BRUSSELS, 21 JULY: Albert II today abdicated in favour of his son Philippe, set to become the country’s seventh King amid National Day celebrations marked by hopes the fragile nation can remain united.
After 20 years at the helm of the linguistically-split country at the heart of Europe, Albert, 79, signed the official act of abdication in a solemn ceremony held in the royal palace’s grand chandelier-laden throne room.
Philippe, 53, is to be sworn in as sovereign at noon before parliament, after his father said he was stepping down due to old age and poor health.
In his last speech to the nation, Albert once more urged the country’s leaders “to work tirelessly in favour of Belgium’s cohesion”.
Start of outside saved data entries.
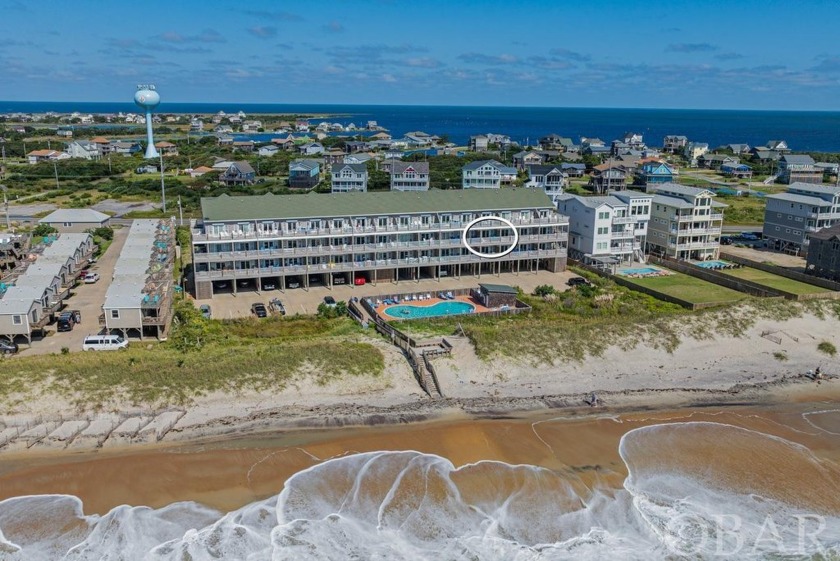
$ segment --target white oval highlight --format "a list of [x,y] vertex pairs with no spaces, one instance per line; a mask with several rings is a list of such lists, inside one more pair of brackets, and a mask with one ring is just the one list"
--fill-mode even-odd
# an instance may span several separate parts
[[[479,222],[483,222],[485,220],[496,220],[498,222],[501,222],[502,224],[505,224],[508,228],[513,230],[513,243],[510,244],[509,248],[507,248],[504,251],[500,251],[499,253],[481,253],[480,251],[473,249],[473,247],[469,243],[467,243],[467,234],[469,233],[470,229]],[[464,244],[464,247],[467,248],[467,251],[469,251],[473,255],[478,255],[479,257],[483,257],[485,259],[498,259],[500,257],[504,257],[505,255],[509,254],[511,251],[516,249],[516,244],[519,243],[519,230],[516,229],[516,226],[513,225],[513,222],[506,218],[502,218],[501,216],[479,216],[478,218],[467,224],[467,227],[464,228],[464,233],[461,234],[461,243]]]

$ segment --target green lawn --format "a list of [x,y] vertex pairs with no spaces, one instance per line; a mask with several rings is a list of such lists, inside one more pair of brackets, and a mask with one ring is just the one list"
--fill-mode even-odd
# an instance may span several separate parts
[[793,294],[816,294],[819,292],[830,292],[826,288],[820,288],[813,284],[799,282],[789,278],[781,277],[773,273],[766,273],[760,269],[753,269],[751,267],[741,267],[740,269],[726,269],[720,271],[721,273],[752,281],[758,284],[763,284],[769,288],[776,288],[784,292]]
[[674,273],[667,277],[649,277],[642,279],[626,280],[636,283],[645,288],[658,290],[663,294],[680,298],[694,304],[705,304],[709,302],[729,303],[743,300],[746,294],[723,286],[718,286],[704,280],[690,277],[682,273]]

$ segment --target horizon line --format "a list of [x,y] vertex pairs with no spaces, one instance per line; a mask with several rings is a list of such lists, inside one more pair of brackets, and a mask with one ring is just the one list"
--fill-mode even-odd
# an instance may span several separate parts
[[[0,100],[2,103],[91,103],[91,104],[126,104],[133,105],[132,100],[128,101],[79,101],[79,100]],[[610,107],[610,106],[550,106],[550,105],[459,105],[459,104],[422,104],[422,103],[307,103],[307,102],[273,102],[273,101],[166,101],[161,105],[290,105],[309,107],[456,107],[465,109],[601,109],[615,111],[731,111],[731,112],[772,112],[772,113],[840,113],[840,109],[743,109],[743,108],[708,108],[708,107]],[[160,107],[160,106],[159,106]],[[156,113],[167,113],[168,111],[155,111]]]

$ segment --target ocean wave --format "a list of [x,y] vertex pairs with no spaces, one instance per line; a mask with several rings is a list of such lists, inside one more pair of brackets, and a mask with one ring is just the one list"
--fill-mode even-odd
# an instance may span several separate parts
[[[837,554],[840,477],[806,448],[719,423],[626,433],[619,489],[566,474],[381,451],[324,461],[222,515],[196,503],[88,516],[67,495],[0,502],[2,560],[811,558]],[[558,453],[562,456],[562,450]]]

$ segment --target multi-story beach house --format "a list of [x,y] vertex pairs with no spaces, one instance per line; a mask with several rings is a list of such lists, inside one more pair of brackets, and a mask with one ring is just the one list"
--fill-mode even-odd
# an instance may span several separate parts
[[[230,197],[192,221],[195,292],[440,279],[566,267],[568,217],[536,189]],[[509,220],[519,233],[493,217]],[[500,258],[479,253],[509,253]]]
[[779,181],[782,183],[822,183],[823,172],[807,154],[784,154],[779,158]]
[[676,170],[666,163],[645,162],[636,168],[635,183],[645,186],[646,190],[650,191],[653,185],[673,183],[675,176]]
[[716,259],[723,208],[708,189],[676,183],[652,185],[648,251],[674,259]]
[[560,195],[557,209],[569,217],[569,256],[604,268],[643,262],[652,201],[653,195],[638,191]]
[[688,138],[680,134],[669,134],[662,141],[662,151],[669,154],[679,154],[688,144]]
[[312,189],[321,181],[321,163],[317,160],[292,160],[289,163],[289,187]]
[[502,172],[507,167],[496,160],[470,162],[461,169],[461,186],[464,189],[499,189],[502,186]]
[[840,223],[840,187],[835,185],[793,183],[766,199],[764,238],[778,251],[807,253],[813,233]]
[[627,188],[627,169],[620,164],[608,162],[592,168],[589,187],[595,193],[621,191]]
[[333,164],[330,168],[333,193],[367,191],[368,169],[365,164]]
[[806,270],[818,277],[840,281],[840,224],[811,234]]
[[392,191],[428,191],[429,162],[391,161]]
[[555,201],[563,194],[568,184],[568,176],[560,166],[528,166],[528,182],[525,187],[542,189]]

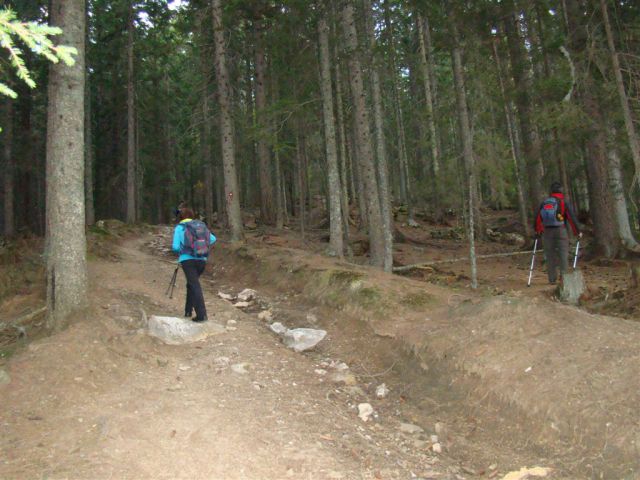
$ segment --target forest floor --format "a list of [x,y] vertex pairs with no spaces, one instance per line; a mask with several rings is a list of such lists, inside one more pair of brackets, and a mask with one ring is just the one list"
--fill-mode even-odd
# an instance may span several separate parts
[[[466,253],[455,227],[399,229],[398,263]],[[88,314],[53,336],[30,320],[3,350],[0,478],[640,478],[640,323],[560,305],[540,269],[527,288],[530,257],[481,260],[474,293],[464,262],[403,278],[317,255],[321,232],[257,231],[221,241],[203,278],[226,331],[168,346],[142,327],[182,312],[183,280],[165,295],[169,236],[99,242]],[[588,308],[634,315],[615,293],[626,264],[581,268]],[[245,309],[217,296],[247,287]],[[0,321],[41,304],[19,291]],[[328,336],[295,353],[265,310]]]

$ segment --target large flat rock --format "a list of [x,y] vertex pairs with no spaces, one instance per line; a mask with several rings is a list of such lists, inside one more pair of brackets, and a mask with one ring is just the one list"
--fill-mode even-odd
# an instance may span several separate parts
[[149,335],[159,338],[166,344],[182,345],[218,335],[226,329],[212,321],[196,323],[185,318],[153,315],[149,318],[147,331]]

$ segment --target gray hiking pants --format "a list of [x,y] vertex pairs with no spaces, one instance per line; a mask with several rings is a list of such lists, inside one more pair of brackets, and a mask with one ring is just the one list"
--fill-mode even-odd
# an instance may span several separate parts
[[542,235],[544,240],[544,256],[547,259],[547,276],[554,283],[560,274],[568,269],[569,234],[566,227],[545,227]]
His voice breaking with emotion he turned to his wife of 54 years, Queen Paola to say: "As for the Queen who constantly supported me in my task I would simply like to tell her ‘thank you’."
“A big kiss”, he added as she shed a tear and the audience of political leaders and other dignitaries broke into a long round of applause.
Under sunny skies and a light summer breeze, flags fluttered across Brussels as the day of pageantry began with a thanksgiving mass in the cathedral and crowds lined outside shouted “Long Live the King”.
The medieval cathedral of Saint Michael and Gudula was packed with the Belgian government and other dignitaries, but there were no foreign guests in attendance as Albert, dressed in full military uniform, slowly mounted the steps helped by Paola.
“It is a new page for the monarchy,” said Maximilien De Wouters, a student of 24 draped in the black, yellow and red national flag. But worries persist that the shy and often awkward Prince Philippe may lack the political skills of his father to maintain unity in a nation deeply divided between its Flemish- and French-speaking halves.
Mathilde, an outgoing 40-year-old who will be Belgium’s first home-grown Queen, is seen as his best asset in the couple’s campaign to win the hearts of their 11.5 million people.
“Philippe, you have the heart and the intelligence to serve our country very well,” Albert said in his abdication speech. “You and your dear wife Mathilde have all our confidence.”
The monarchy more often than not is viewed as a rare symbol of Belgium’s unity ~ along with its iconic fries and the national football team.